Updated 26d agoFirst seen Jan 31, 202611 sources

Recent research and evaluations indicate AI agents are becoming capable of finding and exploiting vulnerabilities with high success rates using standard offensive tooling, lowering the barrier to semi-autonomous attacks. A study by Irregular in collaboration with Wiz reported that leading models (Anthropic Claude Sonnet 4.5, OpenAI GPT-5, and Google Gemini 2.5 Pro) solved 9 of 10 web security CTF challenges modeled on real-world incident patterns, including authentication bypass, exposed secrets, stored XSS, and SSRF (including AWS Instance Metadata Service (IMDS)-style SSRF).

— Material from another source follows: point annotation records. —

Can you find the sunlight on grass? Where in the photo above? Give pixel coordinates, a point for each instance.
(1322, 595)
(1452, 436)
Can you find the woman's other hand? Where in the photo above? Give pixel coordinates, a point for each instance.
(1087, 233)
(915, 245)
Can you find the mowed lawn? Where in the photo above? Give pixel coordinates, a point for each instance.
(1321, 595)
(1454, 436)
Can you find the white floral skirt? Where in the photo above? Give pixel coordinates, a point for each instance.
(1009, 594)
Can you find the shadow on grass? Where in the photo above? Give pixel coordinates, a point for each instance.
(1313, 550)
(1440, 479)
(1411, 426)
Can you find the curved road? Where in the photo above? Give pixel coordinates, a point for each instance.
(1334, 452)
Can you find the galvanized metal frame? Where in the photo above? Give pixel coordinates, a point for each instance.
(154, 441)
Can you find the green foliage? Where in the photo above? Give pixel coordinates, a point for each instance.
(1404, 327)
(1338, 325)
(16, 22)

Researchers noted that even when success required multiple stochastic runs, the low per-run cost (~$2) and limited repeats could make exploitation practical without necessarily triggering monitoring, with most challenge successes costing under $1 and multi-run cases totaling roughly $1–$10.

Separate evaluation results highlighted by Bruce Schneier, citing an Anthropic post, describe Claude Sonnet 4.5 successfully executing multistage attacks across simulated networks using only standard open-source tools rather than custom cyber toolkits, including exfiltrating all simulated PII in a high-fidelity Equifax-breach simulation by recognizing and exploiting a known publicized CVE. In parallel, Dark Reading reported security concerns around the rapid adoption of an open-source autonomous assistant, OpenClaw (formerly MoltBot/ClawdBot), which can connect to email, files, messaging, and system tools, execute terminal commands and scripts, and maintain memory across sessions—creating persistent non-human identities and access paths that may fall outside traditional IAM and secrets controls, increasing enterprise risk as “bring-your-own-AI” agents gain privileged access.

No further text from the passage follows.